Before 1891, Fosters Bank was housed on Trinity Street in what was once the Turk’s Head:
“The rather attractive Tudor shop on Trinity Street now occupied by a clothes shop was once the Turk’s Head Coffee House, one of the earliest coffee houses in the country (17th century). It was much frequented by students. The upper floors later became the Turk’s Head Carvery, but it is now entirely given over to floral prints. The building was once the home of Fosters’ Bank, which later moved …” (www.cl.cam.ac.uk/~ckh11/cam.html).
Years ago, in the late 1960s, four of us, three friends and myself, ate a meal at the Turks Head. The bill for the four of us came to 14/6 (72.5pence) and we gave the waiter 15/- (15 shillings: 75 pence). My friends were horrified when I told the waiter:
“Keep the change.”
For, even in those far-off days, sixpence (2.5 pence) was a rather mean tip for a bill of 14/6.

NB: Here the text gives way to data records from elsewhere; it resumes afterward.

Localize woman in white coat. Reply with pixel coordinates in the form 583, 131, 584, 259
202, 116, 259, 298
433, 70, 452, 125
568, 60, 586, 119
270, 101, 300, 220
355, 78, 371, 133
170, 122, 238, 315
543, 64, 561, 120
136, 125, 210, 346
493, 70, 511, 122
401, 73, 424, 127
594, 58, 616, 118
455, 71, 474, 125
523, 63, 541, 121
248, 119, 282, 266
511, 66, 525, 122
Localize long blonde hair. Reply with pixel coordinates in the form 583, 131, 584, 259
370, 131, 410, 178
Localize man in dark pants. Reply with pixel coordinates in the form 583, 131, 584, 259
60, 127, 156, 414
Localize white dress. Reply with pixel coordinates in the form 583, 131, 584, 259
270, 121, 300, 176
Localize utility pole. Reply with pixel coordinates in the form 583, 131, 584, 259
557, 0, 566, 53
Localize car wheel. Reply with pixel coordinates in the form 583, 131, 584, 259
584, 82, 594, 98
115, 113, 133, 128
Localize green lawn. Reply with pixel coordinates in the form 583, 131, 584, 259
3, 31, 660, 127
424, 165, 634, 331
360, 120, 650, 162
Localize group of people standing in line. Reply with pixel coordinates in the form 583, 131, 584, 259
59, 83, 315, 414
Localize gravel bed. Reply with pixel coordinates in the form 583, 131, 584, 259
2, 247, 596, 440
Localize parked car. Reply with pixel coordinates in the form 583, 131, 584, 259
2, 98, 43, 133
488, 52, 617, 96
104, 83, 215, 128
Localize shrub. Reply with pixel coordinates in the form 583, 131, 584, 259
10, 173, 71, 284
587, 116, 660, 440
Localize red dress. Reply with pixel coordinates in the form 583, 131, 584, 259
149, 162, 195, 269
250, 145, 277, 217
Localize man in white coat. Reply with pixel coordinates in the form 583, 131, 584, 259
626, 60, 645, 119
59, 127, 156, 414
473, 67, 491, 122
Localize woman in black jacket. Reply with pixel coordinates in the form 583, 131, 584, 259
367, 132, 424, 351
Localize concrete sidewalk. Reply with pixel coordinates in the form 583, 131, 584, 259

In 1891, the bank building at the south end of Sidney Street, once Foster’s now Lloyd’s, was completed. It was designed by the architects A and P Waterhouse. Alfred Waterhouse (1830-1905) was the eldest of eight children. One of his siblings, Edwin Waterhouse (1841–1917), was one of the founders of the accountancy company Price Waterhouse (now incorporated into PWC). Alfred’s son Paul (1861-1924) joined his father’s architectural practice in 1884, becoming a partner in 1891, the year that the Foster’s Bank building was put up in Sidney Street.
Alfred Waterhouse and his practice were responsible for the design of many impressive buildings in the Victorian era. One of them, which is very well-known, is London’s Natural History Museum. Slightly less famous but equally impressive is the Prudential Assurance Building in London’s Holborn. This building is opposite numbers 337 and 338 High Holborn, which survived the Great Fire of London of 1666, and were restored by Waterhouse. Apart from the bank in Cambridge and the Cambridge Union building, he also designed buildings associated with the following colleges: Jesus, Gonville and Caius, Pembroke, Girton, and Trinity Hall. The bank in Cambridge is one of seven designed by Alfred Waterhouse.
I have entered the former Foster’s Bank only once. The glass-ceilinged banking hall is a riot of colour, its surfaces covered by tiles with sculpted surfaces. The octagonal clock tower is topped with a sharply pointed octagonal roof, one of the city’s many spires. The clock faces with their Roman numerals are made with tiling in several colours. Although now a branch of Lloyds, the name Foster can still be seen clearly above the main doorway.
When you next visit Cambridge, by all means admire Kings College Chapel and other architectural gems within the various colleges, but do spare some time to enjoy the former Foster’s Bank building on Sidney Street before visiting the nearby marketplace, which I always enjoy.